Another health care activist, LaDonna Applebaum, recounts seeing Melanie at a planning meeting in October for a candlelight vigil. Melanie wanted to stop with the nicey-nice vigils and go more outrageous, the better to get the media to pay attention. She suggested dressing up for Halloween in death costumes to illustrate what health insurance companies are doing to people like herself. That idea was nixed by some at the meeting as being insensitive to people currently struggling with terminal illness. They had a point, but as one of the doomed, Melanie was less concerned about offending the ill than about fending off the same fate for others.
Melanie paired that feisty outlook with depth of knowledge. She wasn’t just a cancer patient at Siteman Cancer Center, for example. She was, in her way, a researcher about cancer. She attended an annual symposium on the subject, last year traveling to San Antonio with oncologists from Siteman. Her friend and fellow activist, Kathy Geldbach, says her house is filled with boxes of research–about cancer, about factory farming, about proper nutrition, about renewable energy.
Steve says that their company sells 12 inch beef kabobs made from humanely raised cattle. Melanie hated what factory farming was doing to the environment and made sure that the product she and Steve sold was top quality. He joked: “Everything she did was top quality. I’m not sure how she ended up with me.” Like Kathy, he saw how involved Melanie was in learning. He says she watched health care hearings on C-Span and told anyone who was interested that the Republicans conducted 112 filibusters in the 2009 Congressional session.
But she’s gone. She faced the inevitable by planning her memorial service with the help of Rabbi Susan Talvi of Central Reform Congregation. Melanie chose to be cremated, wearing her Obama t-shirt. The memorial service will be at Central Reform Congregation, 5020 Waterman in St. Louis, on Saturday, February 13 at 3:00; and Melanie wanted those who attend to wear their activist t-shirts.
LaDonna has done something else that Melanie would approve of. She has sent e-mails to Claire McCaskill and President Obama about Melanie’s death.

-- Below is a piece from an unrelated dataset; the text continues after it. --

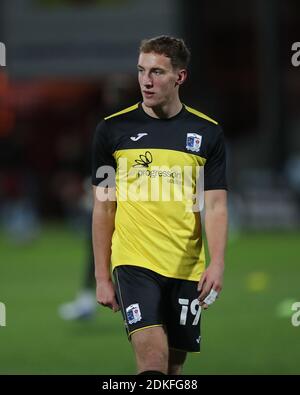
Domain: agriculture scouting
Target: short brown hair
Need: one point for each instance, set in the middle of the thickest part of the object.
(173, 48)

In an e-mail to local activists, LaDonna wrote: “I hope anyone reading this will call their lawmakers and scream that the Health Care bill is not dead but our dear friend is. I know Melanie wants us to keep fighting as she did.”
Please make those calls.
Our hearts ache for Melanie and so many others who could not afford to get to a doctor in time to save themselves from this terrible disease. I first met Melanie at a rally outside the U City City Hall a few years ago when the single-payer group in St. Louis was trying to get city councils all over the area to pass resolutions in support of single payer health insurance (House Bill 676.) U City did pass the resolution, but others like Webster Groves and Creve Coeur did not. I can only say “What if?”

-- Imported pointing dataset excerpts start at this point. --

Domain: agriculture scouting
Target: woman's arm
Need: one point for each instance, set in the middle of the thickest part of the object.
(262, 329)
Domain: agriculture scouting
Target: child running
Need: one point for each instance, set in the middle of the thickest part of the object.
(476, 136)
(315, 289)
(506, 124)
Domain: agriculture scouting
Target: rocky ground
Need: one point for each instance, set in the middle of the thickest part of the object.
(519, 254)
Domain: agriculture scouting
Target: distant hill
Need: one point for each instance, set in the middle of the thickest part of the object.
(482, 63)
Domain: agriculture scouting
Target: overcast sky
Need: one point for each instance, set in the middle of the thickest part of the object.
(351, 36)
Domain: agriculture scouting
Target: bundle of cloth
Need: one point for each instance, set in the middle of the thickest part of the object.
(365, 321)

The last time I saw Melanie was in September at a rally by the Arch organized by students from Truman State U. She spoke with the kind of passion only someone who suffers can speak. I reminded her that I still had a book of hers about the high cost of endless wars. She said to pass it on to someone else rather than returning it to her. If America spent one-tenth of the amount we spend on weapons and war on cancer research, I’m sure we’d be further along. 527,000 Americans die every year from cancer. That’s two jumbo jets a day crashing all around us. But it’s not news because we’ve learned to accept these awful statistics. Ask yourself how many people you know who have died of “terrorism” and how many have died of cancer? Shame on everyone who has stolen our right to universal health care.
Rest in peace, Melanie. We’re not giving up the fight.
There will be a memorial for Melanie Shouse on Saturday, February 13th at 3:00 PM at the CRC (Central Reform Congregation) at 5020 Waterman Blvd.